After all, as Robin Williams later joked, “the only way it’s a performance-enhancing drug is if there’s a big f—ing Hershey bar at the end of the run,” right?
It turns out marijuana might actually help some people perform better at certain sports.
This may sound crazy. After all, we’re all familiar with the image of the couch-locked, Cheetos-covered stoner.
Yet there are people that say training while high has helped them unlock new performance gains.
In November, Men’s Journal interviewed elite triathlete Clifford Drusinsky, a Colorado gym owner who also leads training sessions fueled by marijuana edibles.

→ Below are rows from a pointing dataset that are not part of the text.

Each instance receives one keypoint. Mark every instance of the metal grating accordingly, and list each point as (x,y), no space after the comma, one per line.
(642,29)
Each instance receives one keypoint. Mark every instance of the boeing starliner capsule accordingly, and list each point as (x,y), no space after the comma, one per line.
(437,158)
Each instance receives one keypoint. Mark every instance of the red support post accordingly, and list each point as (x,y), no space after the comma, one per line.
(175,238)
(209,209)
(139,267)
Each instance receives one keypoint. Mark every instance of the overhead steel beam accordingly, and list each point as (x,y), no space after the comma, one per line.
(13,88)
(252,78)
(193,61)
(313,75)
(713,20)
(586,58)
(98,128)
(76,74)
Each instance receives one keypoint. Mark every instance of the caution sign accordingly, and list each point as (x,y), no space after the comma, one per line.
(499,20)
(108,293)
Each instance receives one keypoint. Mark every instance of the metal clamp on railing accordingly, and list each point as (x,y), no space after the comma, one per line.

“Marijuana relaxes me and allows me to go into a controlled, meditational place,” Drusinsky told Men’s Journal. “When I get high, I train smarter and focus on form.”
Outside Magazine correspondent Gordy Megroz wrote in the February issue of that magazine that while he has never been much of a pot smoker, he heard enough close friends — especially skiers — say that getting high helped their performance that he decided to give it a shot.